Proc. Natl. Acad. Sci. USA 110, E4407–E4416 (2013)

Secondary metabolites are produced by a broad range of microorganisms, and many of these 'natural products' are used clinically as antibiotics or anticancer agents. The discovery and characterization of a therapeutically useful natural product can be challenging, especially if it is glycosylated, as there are >100 different sugars found in microbial glycosylated natural products (GNPs). Most GNPs are inactive if the carbohydrates are missing, so knowing the structures of these sugars and understanding how they are attached to the natural product scaffold can help unravel how the GNP elicits its biological effect. Kersten et al. now report a new method— 'glycogenomics'—that can be used to identify GNPs and the gene clusters responsible for their biosynthesis. The authors first used tandem MS to generate fragmentation data for 83 microbial monosaccharides; using the resulting glycogenetic code, they were able to link 18 of the 20 GNPs in a 'test set' to the correct biosynthetic gene cluster.

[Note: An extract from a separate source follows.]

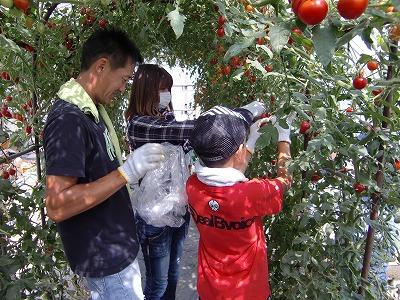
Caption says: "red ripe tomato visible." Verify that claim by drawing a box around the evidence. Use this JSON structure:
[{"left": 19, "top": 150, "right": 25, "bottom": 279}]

The methodology was then used to show that an anthracycline polyketide was produced by a strain of Streptomyces that was not previously known to do so and to determine that Salinispora arenicola CNB-527, a marine actinobacterium, makes a new arenimycin derivative that can kill multidrug-resistant strains of Staphylococcus aureus. This approach should facilitate the rapid identification of other biologically active GNPs and the biosynthetic gene clusters that assemble them.